Analysts say investors are now focused on execution risks and near-term margin compression. Key considerations include:
- Some client contracts allow cost pass-throughs, but most firms will need to renegotiate terms.
- Negotiations depend on competition, delivery track records, and the client’s budget cycle.
- Without quick adjustments, higher onboarding costs for U.S.-based roles could squeeze profitability where revenue buffers are thin.
Barclays research, cited in market commentary, suggests the broader macro effect on Indian remittances and services exports may be limited — estimating potential losses under $5 billion out of an $83 billion remittance flow. That frames today’s market slump as a repricing of near-term earnings risk rather than a long-term shock to the export engine.

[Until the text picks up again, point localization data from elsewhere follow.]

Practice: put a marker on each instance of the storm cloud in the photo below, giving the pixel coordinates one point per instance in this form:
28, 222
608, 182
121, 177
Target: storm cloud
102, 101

According to analysis by VisaVerge.com, the policy shock increases the risk premium on IT stocks, especially for companies that still depend on travel-heavy models. Investors are likely to wait for updated guidance before adding exposure.
What to watch next
Investors and applicants should monitor:
- Policy clarity and possible revisions: Will authorities redefine scope, phase the rollout, or introduce carve-outs?

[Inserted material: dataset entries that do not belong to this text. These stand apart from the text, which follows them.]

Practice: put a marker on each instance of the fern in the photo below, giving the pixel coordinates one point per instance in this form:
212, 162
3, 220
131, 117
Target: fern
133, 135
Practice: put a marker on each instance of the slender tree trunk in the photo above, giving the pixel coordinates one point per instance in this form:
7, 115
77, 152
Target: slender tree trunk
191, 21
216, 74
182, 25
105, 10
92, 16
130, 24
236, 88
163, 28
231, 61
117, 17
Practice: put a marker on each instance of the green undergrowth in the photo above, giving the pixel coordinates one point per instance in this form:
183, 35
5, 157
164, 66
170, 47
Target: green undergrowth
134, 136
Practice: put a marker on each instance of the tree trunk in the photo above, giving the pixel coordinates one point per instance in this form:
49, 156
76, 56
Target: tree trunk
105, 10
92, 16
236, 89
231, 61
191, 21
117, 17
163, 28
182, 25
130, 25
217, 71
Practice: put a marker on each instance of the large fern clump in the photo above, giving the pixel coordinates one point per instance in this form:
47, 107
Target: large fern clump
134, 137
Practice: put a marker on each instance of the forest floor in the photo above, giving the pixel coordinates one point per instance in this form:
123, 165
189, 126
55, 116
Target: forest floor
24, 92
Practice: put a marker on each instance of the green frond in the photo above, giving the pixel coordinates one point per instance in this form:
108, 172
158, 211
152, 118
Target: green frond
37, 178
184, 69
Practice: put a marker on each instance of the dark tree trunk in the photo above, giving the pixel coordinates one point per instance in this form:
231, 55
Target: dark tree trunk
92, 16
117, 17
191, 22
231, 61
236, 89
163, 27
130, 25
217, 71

- Client pricing and contract changes: Can companies pass some costs to clients without losing deals?
- Near-term margin pressure: Are firms ready with cost levers to protect earnings?

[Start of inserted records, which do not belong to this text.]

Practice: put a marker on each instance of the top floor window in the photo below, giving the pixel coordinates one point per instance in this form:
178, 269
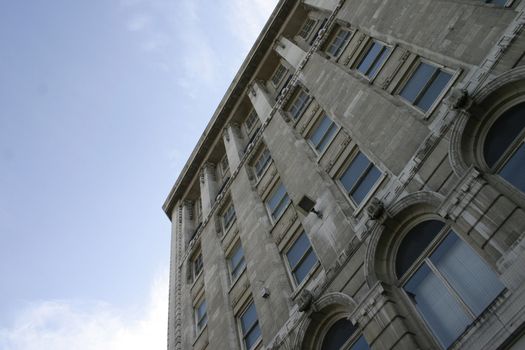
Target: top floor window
337, 44
444, 279
299, 103
425, 85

- Delivery model shifts: How fast can firms push more work offshore or hire locally in U.S. markets?
- Valuation reset: Will the market demand wider discounts for policy risk in IT stocks?
Immediate implications for workers and firms
For workers already in the U.S. on valid status, the White House clarification that the proposed visa fee targets new H-1B applicants—not renewals matters. That may reduce uncertainty for ongoing projects and renewals. However, firms hiring new staff for fresh projects could still face higher upfront costs, pushing them to consider:
- Local hires
- Remote starts from India until on-site roles become essential
In client conversations, different strategies are emerging:
- Larger firms may lean on scale: spreading higher costs, accelerating automation, and adjusting onsite-offshore ratios faster.
- Mid-caps may emphasize domain skills and speed, then rebalance teams after project kick-offs.
- Offshore delivery centers will likely absorb a bigger share of early project phases, especially in testing, support, and data engineering.
Longer-term demand and valuation outlook
Even with this policy shock, demand drivers for cloud, cybersecurity, AI integration, and data modernization remain intact. The primary questions are how delivery and pricing will evolve:
- If U.S. clients accept partial cost sharing, the earnings impact could ease.
- If clients push back, companies may trim onsite staffing or change delivery milestones to protect margins.
The market’s caution is clear: a five-day losing streak shows investors want more detail before re-rating IT stocks. While the sector has weathered policy changes before, the scale of the proposed $100,000 charge resets assumptions about the true cost of staffing new projects onshore.
Watch for three immediate signals: company guidance on pricing; any official updates on the proposed visa fee; and shifts in hiring patterns inside the United States 🇺🇸. Those will indicate whether this is a short-term jolt or a longer reset of cost structures for India’s export champions.
This Article in a Nutshell
A proposed $100,000 one-time fee on new H-1B visa petitions sparked a selloff across Indian IT stocks, with large caps down about 1.5%–2.5% and mid/small caps falling up to 6%. The White House clarified the fee applies only to new applicants, not renewals, but the initial shock prompted investor reassessment of margin risk, onshore staffing costs, and contract pricing. Firms are accelerating U.S. hiring, increasing offshore delivery, and redesigning project models to reduce on-site headcount. Analysts expect varied impacts depending on client mix and contract pass-through terms; Barclays projects limited macro remittance losses. Key near-term indicators include policy clarity, company guidance on pricing, and observable hiring shifts in the U.S.